New Yorker cover

Jack Shafer rejects the argument that the cartoon will merely reinforce anti-Obama prejudice:

Calling on the press to protect the common man from the potential corruptions of satire is a strange, paternalistic assignment for any journalist to give his peers, but that appears to be what The New Yorker‘s detractors desire.

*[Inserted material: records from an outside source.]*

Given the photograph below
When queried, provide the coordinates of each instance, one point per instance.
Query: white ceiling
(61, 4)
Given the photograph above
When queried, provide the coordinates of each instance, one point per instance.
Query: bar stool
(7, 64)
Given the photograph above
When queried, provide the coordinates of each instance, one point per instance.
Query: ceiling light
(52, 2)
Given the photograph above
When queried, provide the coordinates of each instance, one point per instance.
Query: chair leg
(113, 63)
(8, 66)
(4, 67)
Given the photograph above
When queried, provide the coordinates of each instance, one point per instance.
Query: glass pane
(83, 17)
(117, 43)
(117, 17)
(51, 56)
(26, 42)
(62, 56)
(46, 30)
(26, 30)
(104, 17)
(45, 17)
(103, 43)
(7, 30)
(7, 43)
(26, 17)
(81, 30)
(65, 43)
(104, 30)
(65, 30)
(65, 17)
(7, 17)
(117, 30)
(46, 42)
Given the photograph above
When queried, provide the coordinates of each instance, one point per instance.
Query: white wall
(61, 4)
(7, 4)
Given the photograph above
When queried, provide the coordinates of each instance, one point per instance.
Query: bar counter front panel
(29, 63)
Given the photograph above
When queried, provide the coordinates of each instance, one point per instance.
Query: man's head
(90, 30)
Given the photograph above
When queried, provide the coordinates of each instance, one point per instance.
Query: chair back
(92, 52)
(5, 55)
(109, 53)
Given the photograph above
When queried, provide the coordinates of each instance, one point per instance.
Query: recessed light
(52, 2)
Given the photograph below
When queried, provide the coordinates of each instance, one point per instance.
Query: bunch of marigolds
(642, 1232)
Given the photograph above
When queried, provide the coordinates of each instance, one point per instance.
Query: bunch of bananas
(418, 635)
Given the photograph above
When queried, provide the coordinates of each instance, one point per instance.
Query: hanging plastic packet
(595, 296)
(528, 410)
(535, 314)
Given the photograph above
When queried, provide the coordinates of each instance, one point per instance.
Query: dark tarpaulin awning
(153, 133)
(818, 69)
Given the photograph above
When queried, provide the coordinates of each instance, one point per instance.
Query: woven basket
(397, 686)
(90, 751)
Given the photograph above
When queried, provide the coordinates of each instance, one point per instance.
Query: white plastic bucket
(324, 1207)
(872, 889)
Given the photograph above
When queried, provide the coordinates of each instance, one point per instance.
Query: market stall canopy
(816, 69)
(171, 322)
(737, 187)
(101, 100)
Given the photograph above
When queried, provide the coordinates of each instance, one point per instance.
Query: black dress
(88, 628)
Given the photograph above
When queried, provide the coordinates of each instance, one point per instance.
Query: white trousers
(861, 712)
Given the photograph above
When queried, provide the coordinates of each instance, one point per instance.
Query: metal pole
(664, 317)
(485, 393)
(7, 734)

Forcefully put, but I still think the cover image was a bad idea.
I also think Leonce Gaiter’s take at the Huffington Post is incredibly silly:
The other possibility is that somewhere, deep in the recesses of [the editors’] upper east and west side white minds, lurks a restive “fear of black.” To provide such an image without context is to accept its message to some degree. No similar cartoon would have ever appeared about a white candidate.
That must be it: Even though The New Yorker supports Obama’s candidacy to the hilt, and has run numerous sympathetic profiles and editorials about him over a period of years, deep down they’re all racists who agree with Fox News and want to sink his chances. I mean, upper east and west side? Say no more, they can’t help themselves.
And this in a piece about the harm of stereotyping.
Where is the drawing of the left’s vision of John McCain as an adulterous gold digger, with McCain hiding his current wife behind his first wife’s hospital bed curtain? That analogous image would never appear on a New Yorker cover.
Of course it wouldn’t, because the magazine doesn’t support McCain, and therefore such an image would be correctly perceived as an attack, not a send-up. The irony factor would be zero.
There’s a case to be made that the Obama cover showed a lack of judgment. But the racist double standard argument falls flat.